La finance illicite constituait un autre volet majeur de la réfutation. Les républicains ont fait valoir que le projet de loi soumettrait les courtiers, les négociants et les bourses d’actifs numériques aux exigences de la loi sur le secret bancaire, notamment les programmes de lutte contre le blanchiment d’argent, la surveillance des activités suspectes, les règles d’identification des clients et le respect des sanctions. Ils ont également souligné l’extension des pouvoirs du Trésor sur les activités étrangères à haut risque liées aux actifs numériques, en raison des préoccupations en matière de blanchiment d’argent.

Le projet de loi ajoute des règles de protection des consommateurs et des normes d’application
Les républicains de la commission ont décrit la législation comme le fruit de plus de 10 mois de négociations bipartites impliquant des régulateurs, des responsables de l’application de la loi, des universitaires et des acteurs du secteur. Ce contexte a été utilisé pour contrer les allégations selon lesquelles le projet de loi avait été rédigé pour servir les intérêts du secteur plutôt que l’intérêt public.
La protection des consommateurs a également été mise en avant. La proposition imposerait la mise à disposition de supports pédagogiques sur les risques liés aux actifs numériques, des normes de divulgation et des procédures de signalement des fraudes. Les régulateurs coordonneraient leurs efforts en matière d’éducation financière, tandis que les pouvoirs de lutte contre la fraude resteraient en place, parallèlement à des restrictions de revente pour les activités sur le marché des actifs numériques. Les républicains de la commission bancaire du Sénat ont déclaré :
« La loi CLARITY remplace l'incertitude par des règles claires. »
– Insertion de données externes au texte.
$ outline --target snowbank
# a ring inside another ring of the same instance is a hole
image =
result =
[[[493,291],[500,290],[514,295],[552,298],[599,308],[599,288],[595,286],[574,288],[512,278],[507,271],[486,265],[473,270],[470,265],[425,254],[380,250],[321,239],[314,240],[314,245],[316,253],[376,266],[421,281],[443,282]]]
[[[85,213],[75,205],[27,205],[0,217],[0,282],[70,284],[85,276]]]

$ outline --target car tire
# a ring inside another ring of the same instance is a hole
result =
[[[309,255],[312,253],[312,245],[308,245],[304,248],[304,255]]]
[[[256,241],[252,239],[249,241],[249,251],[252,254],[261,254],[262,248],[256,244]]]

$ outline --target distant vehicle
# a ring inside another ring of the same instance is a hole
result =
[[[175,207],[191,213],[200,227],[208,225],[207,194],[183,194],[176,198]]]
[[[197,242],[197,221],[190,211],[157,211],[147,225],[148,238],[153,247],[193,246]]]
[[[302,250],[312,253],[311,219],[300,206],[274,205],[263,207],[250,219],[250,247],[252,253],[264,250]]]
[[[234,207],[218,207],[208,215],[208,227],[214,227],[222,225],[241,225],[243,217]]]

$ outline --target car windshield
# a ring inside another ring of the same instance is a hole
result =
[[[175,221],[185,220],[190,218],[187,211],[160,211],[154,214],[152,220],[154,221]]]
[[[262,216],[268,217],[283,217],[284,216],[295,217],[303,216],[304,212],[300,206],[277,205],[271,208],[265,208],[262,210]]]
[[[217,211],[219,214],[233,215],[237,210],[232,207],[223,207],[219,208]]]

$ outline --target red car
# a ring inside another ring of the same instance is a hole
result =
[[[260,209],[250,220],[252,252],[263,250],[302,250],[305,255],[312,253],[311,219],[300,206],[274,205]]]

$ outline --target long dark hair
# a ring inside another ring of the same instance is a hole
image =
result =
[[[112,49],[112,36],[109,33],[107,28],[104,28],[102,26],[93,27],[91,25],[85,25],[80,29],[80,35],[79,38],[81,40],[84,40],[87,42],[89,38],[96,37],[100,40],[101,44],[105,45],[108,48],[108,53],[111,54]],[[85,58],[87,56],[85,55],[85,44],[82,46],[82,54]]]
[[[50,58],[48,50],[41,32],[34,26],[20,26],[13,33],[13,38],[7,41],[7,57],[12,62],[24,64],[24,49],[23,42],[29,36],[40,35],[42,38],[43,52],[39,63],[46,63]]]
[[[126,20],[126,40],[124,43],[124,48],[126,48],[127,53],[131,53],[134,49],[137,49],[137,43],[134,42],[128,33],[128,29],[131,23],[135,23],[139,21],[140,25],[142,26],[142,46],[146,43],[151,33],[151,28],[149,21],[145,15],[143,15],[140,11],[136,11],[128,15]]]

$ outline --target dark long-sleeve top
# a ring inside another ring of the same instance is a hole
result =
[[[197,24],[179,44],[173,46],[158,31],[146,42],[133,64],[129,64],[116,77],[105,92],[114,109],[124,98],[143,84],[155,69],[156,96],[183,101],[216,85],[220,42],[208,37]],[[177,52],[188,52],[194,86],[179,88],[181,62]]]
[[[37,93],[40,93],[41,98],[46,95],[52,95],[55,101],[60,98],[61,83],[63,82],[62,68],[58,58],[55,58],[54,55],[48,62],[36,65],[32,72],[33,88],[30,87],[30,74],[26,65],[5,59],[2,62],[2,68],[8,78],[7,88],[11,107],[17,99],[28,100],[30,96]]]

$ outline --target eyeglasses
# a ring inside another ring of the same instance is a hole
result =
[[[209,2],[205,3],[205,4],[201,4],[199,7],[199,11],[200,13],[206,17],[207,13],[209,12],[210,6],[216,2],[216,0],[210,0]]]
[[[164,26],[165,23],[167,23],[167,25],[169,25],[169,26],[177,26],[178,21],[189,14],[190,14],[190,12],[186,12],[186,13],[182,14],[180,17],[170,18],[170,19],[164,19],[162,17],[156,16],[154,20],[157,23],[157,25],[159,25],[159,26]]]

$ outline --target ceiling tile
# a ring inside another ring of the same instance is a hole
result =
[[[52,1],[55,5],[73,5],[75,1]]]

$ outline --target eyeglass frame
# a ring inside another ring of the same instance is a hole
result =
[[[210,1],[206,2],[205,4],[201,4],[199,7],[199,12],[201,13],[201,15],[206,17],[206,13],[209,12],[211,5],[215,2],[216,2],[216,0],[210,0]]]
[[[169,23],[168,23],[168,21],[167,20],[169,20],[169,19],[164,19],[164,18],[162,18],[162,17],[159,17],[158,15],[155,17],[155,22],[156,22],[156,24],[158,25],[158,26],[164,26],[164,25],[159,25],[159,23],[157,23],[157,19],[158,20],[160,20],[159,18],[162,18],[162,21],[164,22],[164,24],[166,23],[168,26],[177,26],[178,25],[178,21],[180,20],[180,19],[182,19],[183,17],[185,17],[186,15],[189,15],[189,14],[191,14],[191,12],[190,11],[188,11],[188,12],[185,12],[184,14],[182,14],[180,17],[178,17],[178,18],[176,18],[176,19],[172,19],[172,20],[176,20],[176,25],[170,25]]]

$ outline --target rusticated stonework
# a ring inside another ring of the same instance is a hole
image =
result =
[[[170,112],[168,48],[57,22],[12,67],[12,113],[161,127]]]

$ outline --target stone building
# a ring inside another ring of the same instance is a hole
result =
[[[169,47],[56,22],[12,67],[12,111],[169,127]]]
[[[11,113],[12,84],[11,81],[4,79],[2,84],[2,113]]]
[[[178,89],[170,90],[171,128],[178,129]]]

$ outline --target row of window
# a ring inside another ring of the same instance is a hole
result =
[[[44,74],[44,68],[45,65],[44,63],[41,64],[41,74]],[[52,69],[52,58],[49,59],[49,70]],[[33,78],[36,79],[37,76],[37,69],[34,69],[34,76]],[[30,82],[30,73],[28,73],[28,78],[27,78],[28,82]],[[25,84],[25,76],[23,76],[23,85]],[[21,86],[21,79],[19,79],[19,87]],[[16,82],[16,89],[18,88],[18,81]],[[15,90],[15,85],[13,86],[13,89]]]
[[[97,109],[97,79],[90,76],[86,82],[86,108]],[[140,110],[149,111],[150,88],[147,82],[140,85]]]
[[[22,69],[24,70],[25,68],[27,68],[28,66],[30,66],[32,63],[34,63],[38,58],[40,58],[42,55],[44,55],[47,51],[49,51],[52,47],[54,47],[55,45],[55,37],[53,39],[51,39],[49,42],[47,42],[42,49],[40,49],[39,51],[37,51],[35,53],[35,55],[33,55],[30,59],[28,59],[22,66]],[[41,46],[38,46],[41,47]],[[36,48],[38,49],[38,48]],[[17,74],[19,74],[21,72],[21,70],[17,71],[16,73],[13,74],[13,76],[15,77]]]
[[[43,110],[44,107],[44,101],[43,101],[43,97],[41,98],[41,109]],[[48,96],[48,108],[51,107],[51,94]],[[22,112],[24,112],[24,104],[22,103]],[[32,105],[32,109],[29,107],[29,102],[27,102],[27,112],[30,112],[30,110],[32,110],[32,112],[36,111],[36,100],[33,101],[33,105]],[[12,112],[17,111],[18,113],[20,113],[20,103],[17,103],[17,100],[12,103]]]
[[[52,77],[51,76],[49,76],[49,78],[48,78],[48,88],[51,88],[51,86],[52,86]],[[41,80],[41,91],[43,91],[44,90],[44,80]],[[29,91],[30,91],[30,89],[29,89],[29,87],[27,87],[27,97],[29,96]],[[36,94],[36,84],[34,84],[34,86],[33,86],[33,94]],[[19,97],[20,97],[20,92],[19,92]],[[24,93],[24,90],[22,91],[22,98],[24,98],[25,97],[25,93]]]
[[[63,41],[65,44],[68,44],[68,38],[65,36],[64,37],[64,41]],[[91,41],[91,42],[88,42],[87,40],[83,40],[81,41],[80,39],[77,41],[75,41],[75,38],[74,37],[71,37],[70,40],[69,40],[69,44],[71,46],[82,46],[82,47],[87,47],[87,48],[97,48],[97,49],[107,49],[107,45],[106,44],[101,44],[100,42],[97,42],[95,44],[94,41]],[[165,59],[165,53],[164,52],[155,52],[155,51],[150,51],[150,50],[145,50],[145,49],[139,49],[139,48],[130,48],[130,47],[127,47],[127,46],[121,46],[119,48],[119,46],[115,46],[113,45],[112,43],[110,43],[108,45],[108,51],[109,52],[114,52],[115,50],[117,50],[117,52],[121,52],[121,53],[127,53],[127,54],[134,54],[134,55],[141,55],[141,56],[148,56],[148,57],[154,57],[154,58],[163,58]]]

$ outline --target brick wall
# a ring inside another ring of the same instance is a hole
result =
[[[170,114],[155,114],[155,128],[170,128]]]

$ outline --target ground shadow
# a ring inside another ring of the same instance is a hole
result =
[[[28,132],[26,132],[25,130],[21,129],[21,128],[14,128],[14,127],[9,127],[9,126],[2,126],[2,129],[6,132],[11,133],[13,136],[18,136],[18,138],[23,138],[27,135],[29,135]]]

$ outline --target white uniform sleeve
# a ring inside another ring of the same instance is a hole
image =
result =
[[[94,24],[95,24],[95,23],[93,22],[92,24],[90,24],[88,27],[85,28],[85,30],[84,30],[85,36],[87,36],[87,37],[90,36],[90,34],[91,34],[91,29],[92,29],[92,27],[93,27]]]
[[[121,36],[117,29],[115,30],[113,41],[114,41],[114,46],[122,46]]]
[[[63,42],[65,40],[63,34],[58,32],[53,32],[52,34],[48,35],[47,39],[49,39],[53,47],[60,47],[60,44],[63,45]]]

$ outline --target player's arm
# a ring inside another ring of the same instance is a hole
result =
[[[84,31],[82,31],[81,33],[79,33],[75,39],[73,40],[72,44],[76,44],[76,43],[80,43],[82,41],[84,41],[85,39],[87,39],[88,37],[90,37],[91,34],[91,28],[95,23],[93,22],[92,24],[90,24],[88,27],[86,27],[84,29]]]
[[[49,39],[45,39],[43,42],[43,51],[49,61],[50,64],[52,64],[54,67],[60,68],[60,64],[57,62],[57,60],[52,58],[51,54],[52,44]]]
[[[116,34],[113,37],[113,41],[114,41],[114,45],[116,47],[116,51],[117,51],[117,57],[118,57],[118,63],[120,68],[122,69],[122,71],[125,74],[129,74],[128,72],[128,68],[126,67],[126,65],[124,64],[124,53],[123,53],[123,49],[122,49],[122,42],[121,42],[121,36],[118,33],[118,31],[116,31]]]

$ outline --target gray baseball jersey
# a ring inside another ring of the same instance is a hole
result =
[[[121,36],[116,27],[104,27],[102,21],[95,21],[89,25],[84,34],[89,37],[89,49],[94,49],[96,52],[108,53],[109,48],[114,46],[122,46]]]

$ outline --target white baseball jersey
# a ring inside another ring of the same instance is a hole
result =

La dernière partie de la réponse portait sur les kiosques, la DeFi et le développement de logiciels. Les kiosques d’actifs numériques seraient soumis à des normes d’enregistrement et de conformité, notamment des avertissements, des contrôles anti-fraude, des périodes de détention et des limites de retrait. Les intermédiaires centralisés interagissant avec les protocoles DeFi seraient soumis à des règles de gestion des risques, tandis que les développeurs ne contrôlant pas les fonds des clients bénéficieraient de protections.